On Thursday a few friends and I drove up to Duluth for a little overnight roadtrip before we all head our own ways at the end of the month. On Friday night after dinner we walked downtown to the Canal Park area. It was 9pm and there were still young kids rollerblading around town. We wandered aimlessly for awhile and then stopped at this small 50s gas station turned maltshop. My friend flirted with the ice cream girls (if it weren’t for his somewhat comical appearence he would have suffered many a slaps in the face in his life, this time being no different) and then we walked some more until I spotted a DJ playing a set outside this restaurant in a little ground floor patio. He was playing Kraftwerk. We sat down on a bench next to him (outside the small waist high fence enclosure.) I looked to the DJ’s right and standing next to him was a guy who looked like Alan Sparhawk from Low. So I say to my friend to ask him if he is in the band Low and when I turn back to get another look, his wife Mimi is standing next to them, and I’m positive
it’s them. My friend is the complete opposite of me and has no shame or qualms about embarrassing himself or saying the wrong thing, so he stands up and the little convo was something to the affect of:
Danny: (Looks at Alan) Are you in the band Low?

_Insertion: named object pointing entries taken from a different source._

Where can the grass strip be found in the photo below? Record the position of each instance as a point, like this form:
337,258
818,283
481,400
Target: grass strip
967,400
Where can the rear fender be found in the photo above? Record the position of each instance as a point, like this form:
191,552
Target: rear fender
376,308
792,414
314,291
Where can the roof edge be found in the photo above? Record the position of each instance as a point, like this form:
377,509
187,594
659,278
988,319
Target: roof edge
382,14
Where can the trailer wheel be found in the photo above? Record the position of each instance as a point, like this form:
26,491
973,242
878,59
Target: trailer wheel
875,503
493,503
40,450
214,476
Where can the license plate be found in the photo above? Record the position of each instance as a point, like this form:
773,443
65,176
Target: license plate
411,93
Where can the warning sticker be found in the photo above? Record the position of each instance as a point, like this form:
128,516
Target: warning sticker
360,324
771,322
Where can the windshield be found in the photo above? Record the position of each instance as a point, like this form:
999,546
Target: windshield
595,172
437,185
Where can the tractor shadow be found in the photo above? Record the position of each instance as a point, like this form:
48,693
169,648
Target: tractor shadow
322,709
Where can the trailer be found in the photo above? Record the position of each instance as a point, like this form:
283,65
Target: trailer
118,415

Alan: (Smiles) No, but she is. (Points to his wife)
(Pause)
Danny: (Obviously with nothing else to say) I’m starstruck right now.
Alan: (Smiles) Oh, thanks.
(Long Pause)
Danny: (Looks at the DJs Radiohead t-shirt) Down with Radiohead. (Gives the thumbs down sign)
Alan: Why?
Danny: Hail to the Thief? (Thumbs down again) I’m pro-Bush.

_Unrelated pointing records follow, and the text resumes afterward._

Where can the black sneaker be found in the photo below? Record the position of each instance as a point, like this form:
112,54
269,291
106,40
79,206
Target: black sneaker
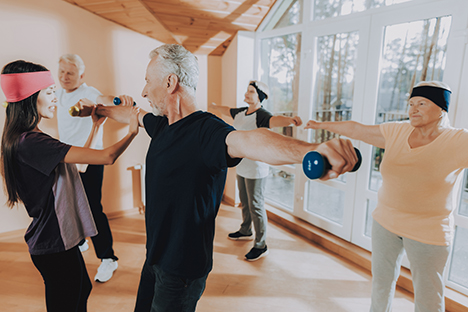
239,236
256,253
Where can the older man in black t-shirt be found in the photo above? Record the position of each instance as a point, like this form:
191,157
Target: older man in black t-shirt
186,166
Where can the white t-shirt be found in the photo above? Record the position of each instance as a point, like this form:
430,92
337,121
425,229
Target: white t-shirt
248,168
75,130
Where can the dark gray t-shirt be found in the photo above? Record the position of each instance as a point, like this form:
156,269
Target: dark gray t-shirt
53,195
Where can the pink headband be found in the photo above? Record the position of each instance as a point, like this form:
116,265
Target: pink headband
17,87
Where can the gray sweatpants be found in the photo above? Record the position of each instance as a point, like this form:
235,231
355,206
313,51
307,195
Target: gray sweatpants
253,208
427,264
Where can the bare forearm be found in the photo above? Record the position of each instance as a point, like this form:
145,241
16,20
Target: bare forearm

Alan: What? What’s that? (That loud music must have diminished his hearing)
Danny: Pro-Bush
Alan: (Walks over to the railing) What?
Danny: Pro-Bush!
Alan: Oh, well everyone’s entitled to their opinion.
During this entire exchange, I of course sat in half embarassingment, half awe. It’s so great to see that the band hasn’t taken off to California. They just hang around Duluth like anyone else. I wonder if many people approach them as fans or just as fellow Duluthians. Everything preceding that encounter paled in importance; being accosted by a female native American whino, the antique store with books and nacks scattered with willful abandon all over the massive store (I got some old 50s comics and books for 50 cents), the Duluth branch Electric Fetus, swimming in Lake Superior, and definitely the Black Bear casino. None of it compared to seeing my slightly overweight Asian friend hector Low.